Discord's built-in TTS (/tts) is useful for five minutes before it becomes annoying. If you want a bot that speaks in a voice channel with an actual voice — not the robotic browser TTS — you need an external TTS API. This guide covers the full setup: picking a TTS API, integrating it with discord.js v14, and playing audio in a voice channel. All code is copy-paste ready.

What You Need

  • Node.js 18+
  • A Discord bot application and token
  • A TTS API key (Audexum free tier works — 10,000 chars/month, no credit card)
  • @discordjs/voice, discord.js, @discordjs/opus, and ffmpeg-static packages

The bot flow is: user types a command → bot calls TTS API → receives MP3 audio → plays it in the user's current voice channel.

Choosing a TTS API for Your Discord Bot

Your main constraints for Discord bot use are: latency (voice channels are interactive), cost at scale (bots can generate a lot of audio fast), and simplicity (you do not need voice cloning — you need a reliable REST endpoint).
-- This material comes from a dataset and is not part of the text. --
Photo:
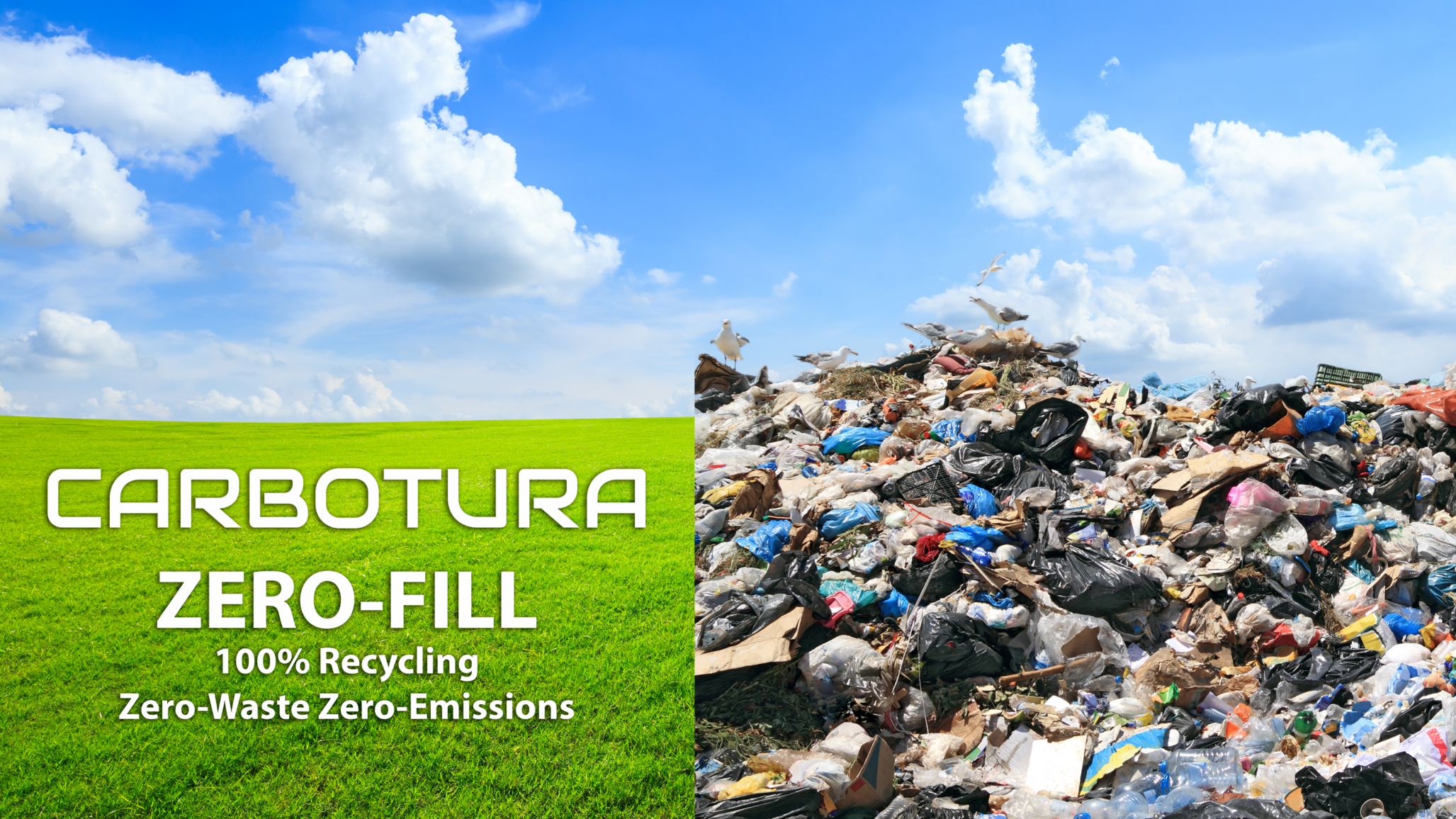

ProviderLatency (typical)Free TierCost at 1M charsAPI Simplicity
Audexum~300–700ms10K/mo€8Simple REST, Bearer auth
ElevenLabs~400–900ms10K/mo (no commercial)$11–$330Good docs
OpenAI TTS~600–1200msNone$15Simple REST
Google Cloud TTS~200–500ms1M/mo (billing req.)$4–$16SDK or REST
AWS Polly~200–600ms5M (12-mo trial)$4SDK required

For Discord bots, latency matters more than for batch pipelines. The gap between providers is noticeable — anything over 1 second feels sluggish in an interactive voice session. Audexum's REST API is the simplest to integrate — no SDK required, Bearer token auth, binary audio response.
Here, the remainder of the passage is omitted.